Kelayakan diukur dari tingkat indeks pembangunan manusia suatu daerah, kemampuan fiskal daerah yang kuat serta siap secara sosial. Jika tidak seperti itu, dikhawatirkan akan muncul berbagai masalah, seperti politik uang atau kampanye hitam yang berpotensi memecah belah bangsa. Biasanya hal itu terjadi karena kurangnya kesadaran dan pengetahuan tentang politik pada diri masyarakat.
Menanggapi wacana yang diusulkan Tito, Anggota Komisi II DPR, Teddy Setiadi, menilai urgensi besar yang perlu diperbaiki pemerintah adalah soal pendidikan politik masyarakat, khususnya di daerah. Sebab, munculnya bejibun persoalan dalam pilkada dikarenakan minimnya pengetahuan tentang politik. Minimnya pengetahuan meniscayakan kurangnya kesadaran, termasuk kesadaran bahwa politik uang itu adalah sebentuk pelanggaran norma.

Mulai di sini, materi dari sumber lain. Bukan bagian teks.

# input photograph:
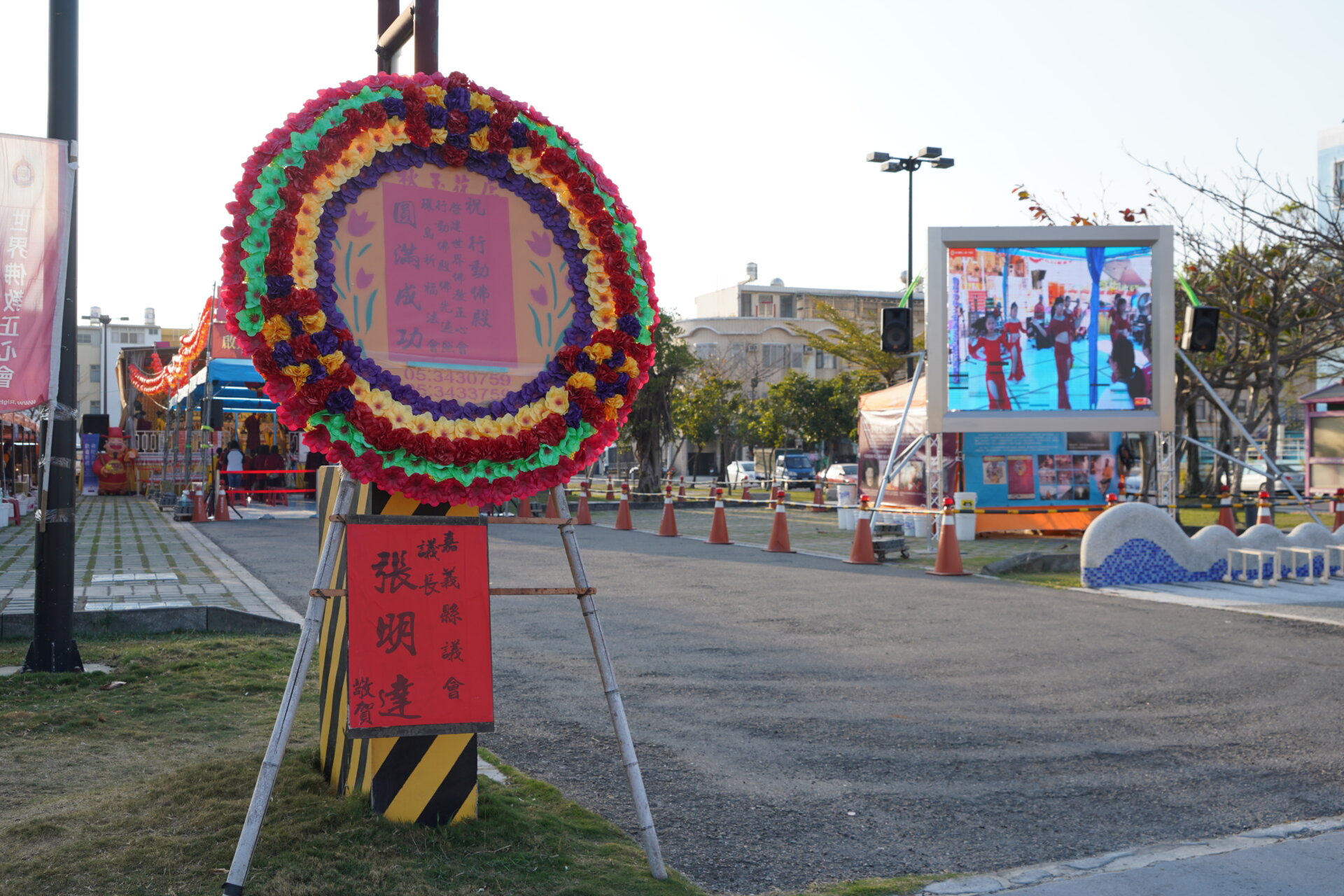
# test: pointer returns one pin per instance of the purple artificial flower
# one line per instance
(340, 400)
(540, 245)
(358, 223)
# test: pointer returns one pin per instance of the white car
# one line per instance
(1253, 482)
(742, 472)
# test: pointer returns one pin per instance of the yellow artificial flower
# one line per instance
(314, 323)
(558, 399)
(598, 351)
(528, 415)
(332, 362)
(276, 330)
(298, 372)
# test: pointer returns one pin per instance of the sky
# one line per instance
(736, 131)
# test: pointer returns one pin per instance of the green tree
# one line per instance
(650, 425)
(859, 344)
(710, 407)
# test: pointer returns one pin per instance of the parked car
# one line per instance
(840, 475)
(742, 473)
(1253, 482)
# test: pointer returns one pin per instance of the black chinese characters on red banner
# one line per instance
(420, 626)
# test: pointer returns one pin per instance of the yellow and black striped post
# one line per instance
(426, 780)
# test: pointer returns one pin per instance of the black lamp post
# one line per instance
(933, 155)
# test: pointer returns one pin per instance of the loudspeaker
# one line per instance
(1200, 330)
(895, 331)
(94, 424)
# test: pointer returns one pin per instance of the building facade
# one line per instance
(97, 390)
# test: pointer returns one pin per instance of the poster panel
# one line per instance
(1069, 332)
(1041, 469)
(35, 192)
(420, 626)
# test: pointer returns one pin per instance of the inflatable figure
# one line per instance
(115, 464)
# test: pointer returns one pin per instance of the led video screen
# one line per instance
(1050, 328)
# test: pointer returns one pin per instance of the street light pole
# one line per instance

Untuk itu, politikus Partai Keadilan Sejahtera ini meminta pemerintah mengevaluasi dan memperbaiki pendidikan politik bangsa.
“Pertama perlu dievaluasi adalah pendidikan politik kita masih rendah, usaha pendidikan politik yang sudah dilakukan oleh pemerintah dan penyelenggara pemilu seperti apa? Juga pengawasan kepada peserta pemilu bagaimana? Agar kekhawatiran berubahnya bentuk kecurangan yang terjadi dalam pilkada langsung maupun tidak langsung dapat diantisipasi, bukan sebagai upaya untuk menguntungkan kelompok-kelompok tertentu," kata Teddy kepada TeropongSenayan, Kamis (25/6).
TEROPONG JUGA:
> KPU Gelar Simulasi Pilkada Bulan Juli, Teddy Tekankan Pentingnya Protokol Kesehatan
Menurut Teddy, munculnya usulan pilkada asimetris ini karena masih banyak masyarakat yang belum siap dan tidak dipersiapkan dalam menghadapi pemilu langsung. Sementara pilkada asimetris sendiri nantinya memungkinkan terjadi perbedaan pelaksanaan mekanisme pilkada antar daerah.
Di awamnya pengetahuan masyarakat soal politik, Teddy mengungkapkan peserta pemilu atau tim kampanye calon pemimpin daerah juga malah mendidik para pemilih dengan pendidikan politik yang burik, seperti money politic, black campaign, dan upaya-upaya yang dinilai tidak baik lainnya kepada masyarakat.
Padahal, selama ini masyarakat ingin ikut andil dalam menentukan pemimpin atau perwakilannya, tetapi karena pendidikan politik yang tidak baik dari peserta pemilu itu akibatnya masyarakat sendiri yang menjadi korban.
"Jadi kalau suatu daerah dinilai kurang siap untuk pemilu langsung mau sampai kapan dibiarkan tidak siap? Jangan-jangan nanti akan dibiarkan terus supaya menguntungkan segelintir orang. Itu yang menurut saya harus dievaluasi,” Pungkas legislator dari tanah Pasundan ini.